Iranian general: Our missiles are aimed at 21 US bases in the region

An Iranian general has warned that Iran’s missile arsenals are aimed at 21 American military bases in the Middle East and the country is prepared for “the greatest war against the greatest enemy.”

In a November 29 speech, at an event in the southern city of Bushehr commemorating 40 years since the establishment of the Basij paramilitary force, Gen. Allahnoor Noorollahi also said that Iran had the ability to raze Haifa and Tel Aviv to the ground.

Noorollahi serves as a top adviser to the commander of the Islamic Revolutionary Guard Corps Officers College. His speech was broadcast on Bushehr TV, and was reported on and translated by the Middle East Media Research Institute.

“Iran is the world’s fourth [strongest] missile power after the US, Russia, and China,” he boasted in his comments, which were translated Sunday by the MEMRI watchdog group.

Noorollahi claimed the NATO military alliance had purportedly warned that Iran could launch as many as 20,000 missiles per day, but that the number could actually be higher in a future conflict with the United States.

“Unfortunately, some Gulf countries have become a military camp for our enemy. I must say this, 21 of their bases constitute targets for our missiles. NATO itself announced that Iran’s 110 missile bases and launching sites are capable of launching 20,000 missiles per day. This is what the enemy says. They only acknowledge part [of our capability]. When a country reveals not only its underground missile bases but also its missile ‘cities’ to the enemy – this reflects readiness and capabilities.

“It means that we have capability to confront the greatest enemy,” he added, a reference to the US, which the regime has long characterized as its arch-foe and calls the “Great Satan.”

He said America’s regional allies were not Iran’s enemies, and reiterated the claim by the regime’s Supreme Leader Ali Khamenei that the Islamic Republic was capable of “razing” Tel Aviv and Haifa to the ground.

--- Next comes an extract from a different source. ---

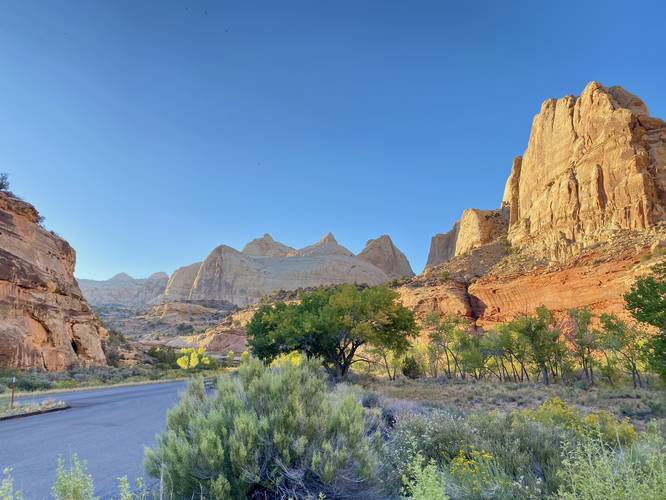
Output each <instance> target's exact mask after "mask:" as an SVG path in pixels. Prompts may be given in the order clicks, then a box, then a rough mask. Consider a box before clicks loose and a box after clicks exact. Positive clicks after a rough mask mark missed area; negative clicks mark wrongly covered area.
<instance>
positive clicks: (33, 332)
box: [0, 192, 106, 370]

“Saudi Arabia and the region’s countries are neither on our level nor are they our enemies. Our enemy is the [country] that came to Kuwait and built six large bases there. This enemy knows that if it transgresses… We do not want to cause harm to our neighbors unless we are forced to,” he said.

Noorollahi’s comments came just days after the Revolutionary Guard’s top commander, Gen. Hossein Salami, threatened to destroy Israel, the US and other countries, as he addressed a pro-government demonstration denouncing last month’s violent protests over a fuel price hike.

Salami accused the US, Britain, Israel and Saudi Arabia of stoking the unrest.

“If you cross our red line, we will destroy you,” he said. “We will not leave any move unanswered.”

“We have shown restraint … we have shown patience towards the hostile moves of America, the Zionist regime (Israel), and Saudi Arabia against the Islamic Republic of Iran,” Salami added, according to Reuters.

He said if Iran decides to respond, “the enemy will not have security anywhere,” adding that “our patience has a limit.”

Iran has accused the US, Israel and Saudi Arabia of engineering large protests sparked by a 200 percent jump in the price of gasoline.

Officials said the demonstrations turned violent because of the intervention of “thugs,” backed by royalists and Iran’s arch-enemies.

At a pro-government rally last Monday, which state TV referred to as the “Rise of the people of Tehran against riots,” protesters carried signs bearing traditional anti-US slogans.

But speakers also criticized President Hassan Rouhani’s administration for the way the fuel price hike was implemented, even as they called for capital punishment for rioters and further restrictions on social media platforms.

During the violence, dozens of banks, gas pumps and police stations were torched across the Islamic Republic. The United Nations said it feared that dozens died, while Amnesty International said more than 100 were believed to have been killed.

Iran has been gripped by an economic crisis since the US restored painful sanctions after withdrawing from the 2015 nuclear deal.

At a meeting Monday with family members of a security officer who was killed in the violence, Salami vowed that Iran will “take revenge for the security defenders on the US, the UK, Israel and their mercenaries inside Iran,” the official IRNA news agency reported.